DICE general manager Karl Magnus Troedsson believes first-person shooters need to do more to innovate. Before Modern Warfare hit the scene the big time period in first-person shooters was World War II, but these days players can't get enough of fictionalized versions of current conflicts. Troedsson called out the modern setting as one way FPS developers have been resting on their laurels.

"I think we're going to start seeing people moving away from the modern setting, because every now and again settings or themes start to get stale and then everyone jumps over," Troedsson told Edge Online. "You know, at some point dinosaurs are the hottest thing and everyone is making games with dinosaurs, but there are trends. It used to be WWII, and recently it's been the modern era and people are now moving towards near future."

"But it's a bit cheap to just say, 'Okay, we're going to switch and go back in time or into the future and that will be innovation'. It will definitely drive the franchise forward for whatever game, but it's not true innovation, it's more a thematic change that has a perceived value to the gamers out there. But as a developer you can only make so many games in one particular era, and then you personally start to get a bit bored with it," he added.

Troedsson said that developers need to push themselves, technically and thematically.
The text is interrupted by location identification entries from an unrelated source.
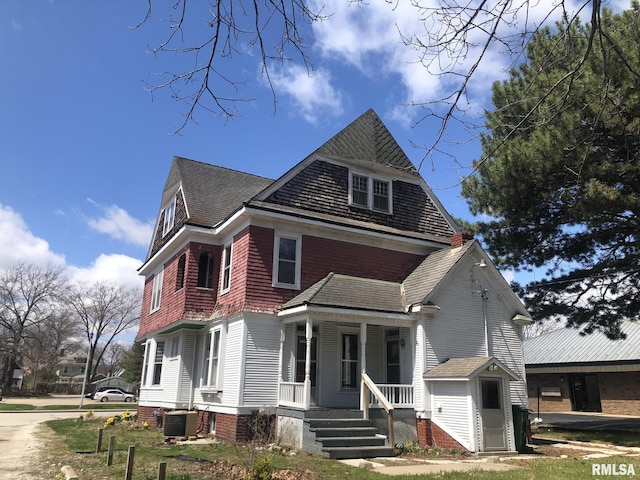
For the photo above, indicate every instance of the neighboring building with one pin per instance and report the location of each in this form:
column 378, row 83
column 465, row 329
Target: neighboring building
column 70, row 368
column 568, row 370
column 290, row 296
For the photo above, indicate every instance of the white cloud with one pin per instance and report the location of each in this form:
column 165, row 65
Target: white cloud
column 312, row 92
column 18, row 244
column 369, row 36
column 117, row 223
column 118, row 268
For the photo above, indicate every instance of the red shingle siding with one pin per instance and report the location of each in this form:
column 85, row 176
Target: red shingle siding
column 321, row 256
column 188, row 302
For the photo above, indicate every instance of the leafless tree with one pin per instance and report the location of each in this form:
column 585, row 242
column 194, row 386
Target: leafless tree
column 212, row 35
column 47, row 340
column 455, row 41
column 29, row 296
column 104, row 310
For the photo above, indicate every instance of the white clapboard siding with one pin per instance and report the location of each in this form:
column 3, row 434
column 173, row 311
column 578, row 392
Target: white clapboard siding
column 457, row 329
column 186, row 381
column 506, row 346
column 261, row 362
column 232, row 350
column 452, row 410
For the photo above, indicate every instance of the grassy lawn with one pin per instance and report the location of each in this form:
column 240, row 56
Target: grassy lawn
column 624, row 439
column 75, row 441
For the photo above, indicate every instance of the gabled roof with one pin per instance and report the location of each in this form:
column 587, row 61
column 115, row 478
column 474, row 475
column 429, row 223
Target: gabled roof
column 422, row 282
column 345, row 291
column 367, row 138
column 212, row 193
column 570, row 346
column 467, row 368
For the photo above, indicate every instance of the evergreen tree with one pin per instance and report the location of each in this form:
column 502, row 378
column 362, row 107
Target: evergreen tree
column 559, row 179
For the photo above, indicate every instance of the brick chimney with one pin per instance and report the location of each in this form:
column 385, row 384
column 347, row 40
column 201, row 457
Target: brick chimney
column 460, row 238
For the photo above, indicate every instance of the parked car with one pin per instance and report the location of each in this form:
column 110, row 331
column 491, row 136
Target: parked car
column 102, row 389
column 114, row 395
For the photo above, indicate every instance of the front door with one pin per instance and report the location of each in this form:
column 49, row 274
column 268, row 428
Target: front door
column 301, row 356
column 493, row 414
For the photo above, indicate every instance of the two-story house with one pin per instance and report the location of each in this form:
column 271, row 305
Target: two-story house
column 341, row 289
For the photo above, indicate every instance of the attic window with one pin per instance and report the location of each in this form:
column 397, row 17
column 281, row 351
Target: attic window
column 169, row 216
column 369, row 192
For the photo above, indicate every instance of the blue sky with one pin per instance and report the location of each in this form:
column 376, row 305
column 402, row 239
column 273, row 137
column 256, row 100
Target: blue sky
column 85, row 149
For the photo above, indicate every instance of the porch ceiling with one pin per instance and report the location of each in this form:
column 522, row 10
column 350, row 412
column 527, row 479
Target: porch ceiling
column 352, row 293
column 328, row 314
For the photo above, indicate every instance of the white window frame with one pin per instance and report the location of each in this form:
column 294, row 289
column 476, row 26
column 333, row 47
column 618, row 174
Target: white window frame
column 156, row 291
column 370, row 194
column 211, row 365
column 276, row 260
column 226, row 267
column 145, row 365
column 174, row 352
column 155, row 364
column 169, row 217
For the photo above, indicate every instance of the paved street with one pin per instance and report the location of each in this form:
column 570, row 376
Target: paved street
column 21, row 435
column 589, row 421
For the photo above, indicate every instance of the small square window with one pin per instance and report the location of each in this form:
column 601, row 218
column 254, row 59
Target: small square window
column 286, row 261
column 359, row 190
column 169, row 217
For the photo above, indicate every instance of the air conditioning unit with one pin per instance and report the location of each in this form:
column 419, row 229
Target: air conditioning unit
column 180, row 423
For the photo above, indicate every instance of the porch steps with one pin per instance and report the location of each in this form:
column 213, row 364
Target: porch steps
column 341, row 438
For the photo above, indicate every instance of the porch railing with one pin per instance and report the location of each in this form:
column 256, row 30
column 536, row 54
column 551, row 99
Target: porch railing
column 370, row 388
column 400, row 396
column 292, row 394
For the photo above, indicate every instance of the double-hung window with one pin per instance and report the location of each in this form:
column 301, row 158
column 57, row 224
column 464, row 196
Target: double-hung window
column 211, row 366
column 157, row 363
column 226, row 268
column 369, row 192
column 169, row 217
column 286, row 261
column 349, row 378
column 205, row 271
column 156, row 292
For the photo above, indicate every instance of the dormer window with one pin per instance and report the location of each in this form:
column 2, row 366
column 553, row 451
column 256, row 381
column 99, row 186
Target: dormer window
column 169, row 216
column 369, row 192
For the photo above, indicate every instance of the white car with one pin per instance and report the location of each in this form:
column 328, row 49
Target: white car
column 113, row 395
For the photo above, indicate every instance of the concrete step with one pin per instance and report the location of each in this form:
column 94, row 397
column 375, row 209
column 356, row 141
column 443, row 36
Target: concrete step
column 358, row 452
column 338, row 423
column 345, row 432
column 369, row 441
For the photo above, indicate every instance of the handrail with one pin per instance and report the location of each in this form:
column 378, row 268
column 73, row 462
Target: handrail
column 369, row 386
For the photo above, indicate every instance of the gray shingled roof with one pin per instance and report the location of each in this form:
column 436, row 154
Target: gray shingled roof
column 568, row 346
column 464, row 368
column 420, row 284
column 367, row 138
column 213, row 193
column 344, row 291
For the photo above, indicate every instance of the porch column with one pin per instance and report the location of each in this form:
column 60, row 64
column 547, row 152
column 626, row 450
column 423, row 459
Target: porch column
column 363, row 365
column 307, row 364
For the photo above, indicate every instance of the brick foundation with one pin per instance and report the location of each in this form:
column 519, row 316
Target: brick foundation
column 431, row 434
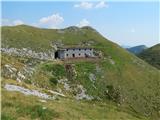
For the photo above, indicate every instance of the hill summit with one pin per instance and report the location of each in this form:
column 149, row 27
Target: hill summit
column 117, row 77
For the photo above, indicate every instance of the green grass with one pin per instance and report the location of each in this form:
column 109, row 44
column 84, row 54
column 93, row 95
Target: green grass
column 16, row 106
column 136, row 82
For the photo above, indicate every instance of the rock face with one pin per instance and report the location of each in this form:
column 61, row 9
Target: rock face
column 8, row 71
column 27, row 91
column 29, row 53
column 81, row 93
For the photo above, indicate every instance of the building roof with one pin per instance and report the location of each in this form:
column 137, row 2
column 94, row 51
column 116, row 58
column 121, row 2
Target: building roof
column 78, row 47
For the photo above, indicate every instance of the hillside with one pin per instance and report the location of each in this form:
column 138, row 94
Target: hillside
column 152, row 56
column 117, row 78
column 137, row 49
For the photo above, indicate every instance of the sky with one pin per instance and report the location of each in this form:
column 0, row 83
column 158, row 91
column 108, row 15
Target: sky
column 125, row 23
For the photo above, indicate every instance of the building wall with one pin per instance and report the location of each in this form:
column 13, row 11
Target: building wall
column 78, row 52
column 75, row 53
column 61, row 54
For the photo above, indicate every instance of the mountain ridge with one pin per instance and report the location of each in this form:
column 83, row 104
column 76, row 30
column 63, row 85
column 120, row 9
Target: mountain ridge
column 118, row 76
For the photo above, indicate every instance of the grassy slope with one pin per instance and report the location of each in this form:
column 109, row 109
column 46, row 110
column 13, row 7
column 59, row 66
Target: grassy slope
column 16, row 106
column 152, row 56
column 137, row 82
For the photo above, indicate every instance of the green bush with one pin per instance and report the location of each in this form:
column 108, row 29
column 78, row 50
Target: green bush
column 7, row 117
column 53, row 81
column 37, row 111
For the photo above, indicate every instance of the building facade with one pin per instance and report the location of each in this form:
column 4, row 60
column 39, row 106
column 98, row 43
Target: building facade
column 74, row 53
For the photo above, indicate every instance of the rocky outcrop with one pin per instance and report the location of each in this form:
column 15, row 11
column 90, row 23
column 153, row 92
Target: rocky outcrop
column 27, row 91
column 25, row 52
column 81, row 93
column 8, row 71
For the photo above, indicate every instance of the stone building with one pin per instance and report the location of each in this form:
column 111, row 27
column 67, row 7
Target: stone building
column 74, row 53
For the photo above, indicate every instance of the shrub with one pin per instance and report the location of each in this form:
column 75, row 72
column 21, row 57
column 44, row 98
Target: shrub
column 53, row 81
column 37, row 111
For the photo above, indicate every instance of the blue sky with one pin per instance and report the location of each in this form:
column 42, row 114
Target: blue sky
column 126, row 23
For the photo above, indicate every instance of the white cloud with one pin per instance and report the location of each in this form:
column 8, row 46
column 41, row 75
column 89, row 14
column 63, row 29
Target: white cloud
column 133, row 30
column 83, row 23
column 7, row 22
column 84, row 5
column 52, row 21
column 18, row 22
column 89, row 5
column 101, row 4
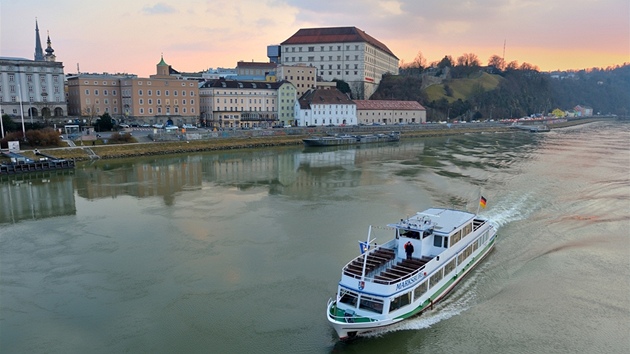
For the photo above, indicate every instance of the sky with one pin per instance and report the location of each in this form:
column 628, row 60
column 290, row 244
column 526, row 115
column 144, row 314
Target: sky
column 122, row 36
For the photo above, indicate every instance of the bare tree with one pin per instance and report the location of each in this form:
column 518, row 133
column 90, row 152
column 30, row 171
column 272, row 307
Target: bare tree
column 497, row 62
column 89, row 113
column 513, row 65
column 528, row 67
column 468, row 59
column 420, row 61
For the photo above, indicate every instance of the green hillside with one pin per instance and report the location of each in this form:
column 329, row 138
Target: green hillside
column 463, row 88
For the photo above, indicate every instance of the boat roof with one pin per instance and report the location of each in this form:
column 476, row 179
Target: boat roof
column 442, row 220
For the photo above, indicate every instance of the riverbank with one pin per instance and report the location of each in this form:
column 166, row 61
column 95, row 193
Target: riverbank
column 82, row 153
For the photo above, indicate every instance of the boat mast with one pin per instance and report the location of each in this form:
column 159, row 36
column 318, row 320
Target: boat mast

"I think it's our responsibility as game developers to always push ourselves when it comes to the experience of games. To always make sure that when we put games in the hands of consumers that we are proud of what we've done," he said.

"We want people to be amazed when they look at our games. We want to make the best game that we can, and we want that game to be the best one on the market. If gamers think that, then we've done our job. We're not there yet, but we're working on it."